Allez savoir... (première partie).

« C’est donc une encore plus triste chose que de nos jours, il y ait tant d’informations utiles si mal utilisées. » écrivait Vincent Engel dans une récente chronique. (1)

Les sujets de mes billets me viennent avec l’actualité, la réflexion ou le hasard d’une rencontre. Et le hasard fait parfois bien les choses. Un élément en entraîne un autre, une recherche ouvre une porte, l’espace d’une pensée, et si certaines portes se passent et d’autres se referment, c’est parce que l’on sent, certes parfois confusément, que c’est ou que ce n’est pas ce que l’on cherche pour faire avancer son savoir, confirmant ou infirmant la quête du moment. Peut-on tout savoir, peut-on tout comprendre, tout vérifier ? Impossible ?

Mais on n’enfile pas les informations comme on enfile les perles pour de clinquants colliers de pacotille. On n’enfile pas les couloirs de la « connaissance » en courant, en jetant un œil par les portes ouvertes pour glaner ci et là l’une ou autre considération pour éblouir en public. Il faut prendre le temps de s’arrêter pour regarder au moins le décor de la pièce. Savoir, comprendre, comparer, faire savoir, faire comprendre, rappeler, répéter.
Il y a tant de positions à prendre, parce qu’une personne de plus peut, peut-être, faire pencher la balance. Une personne de plus qui sait, c’est un maillon de plus à la chaîne, non pas de celles qui vous attachent, mais de celles qui vous libèrent, des chaînes de solidarité, des chaînes de connaissance. Vous n’êtes plus un consommateur de tout, vous êtes un acteur...vous êtes conscient.

Avoir un avis surtout, peut-être pas sur chaque chose, mais en tous les cas sur les grands enjeux. Se forger une opinion, et ceux qui ont manié le marteau sur l’enclume en savent quelque chose, ne se fait pas sans travail, sans douleur. Mais ne pas l’avoir n’est pas non plus sans conséquence ni douleur plus grande peut-être. Se forger une opinion, fondée non pas sur notre paresse, sur une appartenance à une corporation ou la défense d’un mode vie, mais sur la réflexion, sur la critique, sur une certaine raison imaginative.

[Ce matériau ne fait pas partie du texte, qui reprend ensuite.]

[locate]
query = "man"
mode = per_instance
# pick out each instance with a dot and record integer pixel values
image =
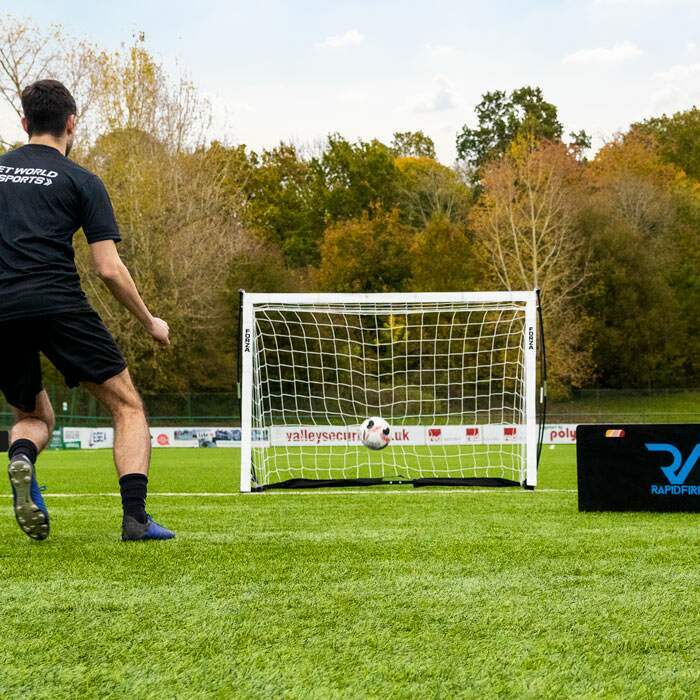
(44, 199)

« Peut-on tout savoir, peut-on tout comprendre, tout vérifier ? Impossible ? » disais-je en introduction. Mais ne pas essayer serait pire encore. Qu’importe celui qui est en face et l’autorité dont il se pare. A vous d’être critique, intelligemment. Suivre une idée parce qu’elle est partagée par tout le monde n’est pas plus brillant que suivre uniquement celles qui vont à contre-courant. Pendant des décennies, l’impact des activités humaines sur l’environnement et singulièrement sur le climat était donné comme une éventualité farfelue. Maintenant qu’un grand nombre, scientifiques en tête, a accepté la donne, certains en prennent le contre-pied et parlent tant d’escroquerie que d’hystérie.

Je lisais dernièrement dans l’édition du 20 septembre du Courrier International, un dossier intitulé « Le réchauffement n’existe pas, du moins certains le croient ». Les prises de position de certains de ces scientifiques sceptiques sont-elles fondées ? Peuvent-ils avoir raison contre tous ? Pourquoi pas, a priori. Mais quand s’infiltre dans le raisonnement, des germes d’un certain nationalisme, comme les positions d’un professeur japonais qui affirme qu’il ne faut pas se laisser impressionner par les Occidentaux dont les informations sur le climat reposent sur « une science de petite qualité et des hypothèses très aléatoires », ou les accusations de néocolonialisme lancées par un météorologue brésilien, (2) on s’éloigne peut-être de la science pour rentrer dans la politique. Dans le même dossier, l’approche du statisticien danois Lomborg (3) me semblait très « subtile » en ne remettant pas en cause le réchauffement climatique, mais seulement le caractère approprié des mesures contenues dans le Protocole de Kyoto. Pour lui, ce protocole n’apporte aucune solution et d’autres mesures seraient bien plus adéquates. Il met en avant dans son analyse le rôle de la recherche et la rehausse des digues pour nous sauver tous des affres du changement. Mais il semble (vouloir) ignorer l’influence des températures et des modifications climatiques sur la faune et la flore. Il conteste également le fait que l’industrie finance ou ait financé le travail de certains scientifiques sceptiques. Ce n’est pourtant pas pour rien qu’elle a fondé des organismes comme la Coalition sur le climat planétaire ou le Comité d’information sur l’environnement, remettant au goût du jour les techniques de l’industrie cigarettière. S’attaquer au CO², c’est s’attaquer par exemple à la civilisation de la voiture.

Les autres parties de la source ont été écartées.